By MICHAEL SANDLER, Times Staff Writer
© St. Petersburg Times, published June 4, 2002
LARGO -- The city's parks superintendent has been suspended for a week without pay for allowing city employees to drink alcohol on parks grounds during the course of six weeks.
Greg Brown, the highest-ranking manager in the department, admitted allowing a softball team he played on to drink beer in the parking lot after games in a city-sponsored league at the Whitesell Park.
The employees were off duty, but the city bans drinking at all parks.
Bill Conway, the city's athletic program manager and the direct supervisor of the softball league, also was suspended for one week. Both suspensions began Monday.
"I was a senior manager, and I should have made the call to tell them not to," Brown said. "I'm a nondrinker.

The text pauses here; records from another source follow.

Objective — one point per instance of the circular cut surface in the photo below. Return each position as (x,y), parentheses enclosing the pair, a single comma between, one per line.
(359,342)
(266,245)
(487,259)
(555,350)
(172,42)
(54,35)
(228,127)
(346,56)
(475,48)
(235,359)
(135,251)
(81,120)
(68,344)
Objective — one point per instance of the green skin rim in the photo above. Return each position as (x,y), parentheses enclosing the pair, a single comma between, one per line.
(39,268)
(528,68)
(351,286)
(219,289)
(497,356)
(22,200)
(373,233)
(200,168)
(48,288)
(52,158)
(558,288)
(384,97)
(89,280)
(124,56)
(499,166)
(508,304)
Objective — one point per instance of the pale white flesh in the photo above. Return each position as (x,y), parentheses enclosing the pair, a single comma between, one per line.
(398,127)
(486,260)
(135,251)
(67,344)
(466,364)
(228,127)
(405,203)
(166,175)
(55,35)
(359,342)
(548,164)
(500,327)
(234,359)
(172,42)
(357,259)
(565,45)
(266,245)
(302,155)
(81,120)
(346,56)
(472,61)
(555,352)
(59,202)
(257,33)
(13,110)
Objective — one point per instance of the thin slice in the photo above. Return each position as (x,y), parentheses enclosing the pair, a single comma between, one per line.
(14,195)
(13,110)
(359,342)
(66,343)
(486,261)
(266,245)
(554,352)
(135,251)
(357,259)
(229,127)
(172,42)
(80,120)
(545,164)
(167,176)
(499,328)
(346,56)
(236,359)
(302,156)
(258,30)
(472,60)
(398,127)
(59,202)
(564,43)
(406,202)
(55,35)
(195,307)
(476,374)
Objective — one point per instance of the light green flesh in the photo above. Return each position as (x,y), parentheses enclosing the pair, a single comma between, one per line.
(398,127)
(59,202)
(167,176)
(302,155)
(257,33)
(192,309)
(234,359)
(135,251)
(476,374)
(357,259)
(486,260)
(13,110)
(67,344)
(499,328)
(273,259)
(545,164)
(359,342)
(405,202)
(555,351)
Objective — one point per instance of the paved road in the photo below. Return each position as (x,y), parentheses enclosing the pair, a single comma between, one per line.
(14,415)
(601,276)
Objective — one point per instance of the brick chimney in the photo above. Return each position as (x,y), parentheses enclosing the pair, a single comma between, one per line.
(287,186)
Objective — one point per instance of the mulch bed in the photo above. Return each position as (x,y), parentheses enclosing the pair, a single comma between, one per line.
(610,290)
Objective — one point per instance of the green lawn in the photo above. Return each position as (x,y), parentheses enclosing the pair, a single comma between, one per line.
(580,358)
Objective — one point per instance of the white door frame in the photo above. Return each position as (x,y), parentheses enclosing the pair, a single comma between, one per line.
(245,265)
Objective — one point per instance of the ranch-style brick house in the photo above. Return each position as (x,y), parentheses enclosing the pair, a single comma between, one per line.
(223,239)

I saw it, and I should have taken action."
The discipline was handed down Friday, two weeks after Brown was cleared in an unrelated investigation that alleged he looked the other way while one of his employees repeatedly made racially and sexually disparaging remarks.

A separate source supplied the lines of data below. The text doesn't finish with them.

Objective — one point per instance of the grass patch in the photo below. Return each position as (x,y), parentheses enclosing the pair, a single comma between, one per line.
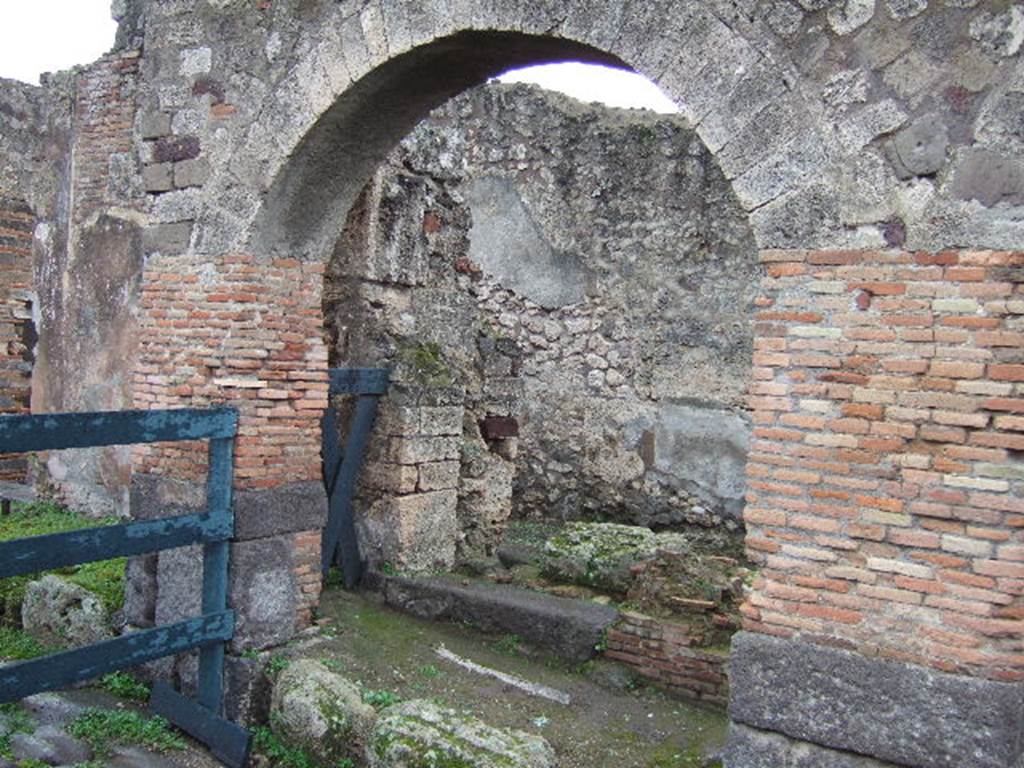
(509,645)
(380,699)
(40,518)
(13,720)
(103,729)
(281,755)
(125,685)
(15,645)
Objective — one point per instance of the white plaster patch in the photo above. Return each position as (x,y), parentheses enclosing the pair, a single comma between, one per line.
(196,61)
(850,15)
(272,47)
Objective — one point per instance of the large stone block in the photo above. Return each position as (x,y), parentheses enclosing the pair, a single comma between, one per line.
(890,711)
(750,748)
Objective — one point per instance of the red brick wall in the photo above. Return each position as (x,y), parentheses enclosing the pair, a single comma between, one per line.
(104,116)
(669,653)
(236,331)
(16,328)
(886,502)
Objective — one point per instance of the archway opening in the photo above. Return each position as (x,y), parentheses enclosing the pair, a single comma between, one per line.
(564,296)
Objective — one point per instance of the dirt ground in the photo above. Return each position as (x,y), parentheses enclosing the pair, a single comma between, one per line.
(610,721)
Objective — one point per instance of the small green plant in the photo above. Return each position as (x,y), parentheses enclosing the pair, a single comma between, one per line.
(280,755)
(430,671)
(276,665)
(335,665)
(426,364)
(15,645)
(103,729)
(380,699)
(104,579)
(125,685)
(510,645)
(13,719)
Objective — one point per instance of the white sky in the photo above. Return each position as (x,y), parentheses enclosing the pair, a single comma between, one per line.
(39,36)
(595,83)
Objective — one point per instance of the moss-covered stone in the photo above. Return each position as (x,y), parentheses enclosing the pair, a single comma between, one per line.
(422,734)
(321,712)
(601,555)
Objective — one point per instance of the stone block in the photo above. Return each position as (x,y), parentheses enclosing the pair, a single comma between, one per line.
(157,177)
(901,713)
(193,172)
(440,420)
(263,593)
(750,748)
(394,478)
(154,124)
(415,532)
(438,476)
(285,509)
(425,449)
(167,239)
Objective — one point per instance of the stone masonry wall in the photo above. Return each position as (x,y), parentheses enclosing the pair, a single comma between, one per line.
(581,269)
(88,270)
(17,332)
(886,475)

City officials said they were tipped off about the drinking incidents by a city employee who read the report detailing the harassment investigation.
Brown's supervision of horticultural supervisor Gary McNichols was called into question after another employee reported that McNichols often used the word "n-----" at work.
Brown, 33, an employee since 1997, said Monday that his suspension has nothing to do with the harassment investigation.
"The two really don't seem linked to me," said Brown. "As soon as I knew it (harassment) was going on, I felt the employee needed to be terminated."
Johny Pollack, a foreman in the department who is black, first complained about McNichols' behavior to Brown and Cathy Santa, Largo's recreation, parks and arts director, on Feb. 13.
Within about two weeks, Brown forced McNichols to resign. But Pollack alleged that Brown and foreman Terence Wojdan subsequently harassed him.
Pollack's allegation prompted the investigation that ultimately cleared Brown. Wojdan received a letter of reprimand.
The investigation also concluded at least 10 other employees noticed McNichols' insensitive remarks. They said he posted sexually explicit jokes on the same bulletin board Brown used for posting announcements.
"It is difficult to believe you never heard it," Santa wrote in an e-mail to Brown on May 20, just before she left for vacation. "But if you did not you must reinforce to your staff to make you aware immediately of any harassment situation occurring in the parks division."
Santa said Brown, Wojdan and McNichols all played together on the softball team.
An employee who read the investigation report told City Manager Steven Stanton that some of the comments made were done so after work at a softball game where employees drank, Stanton said.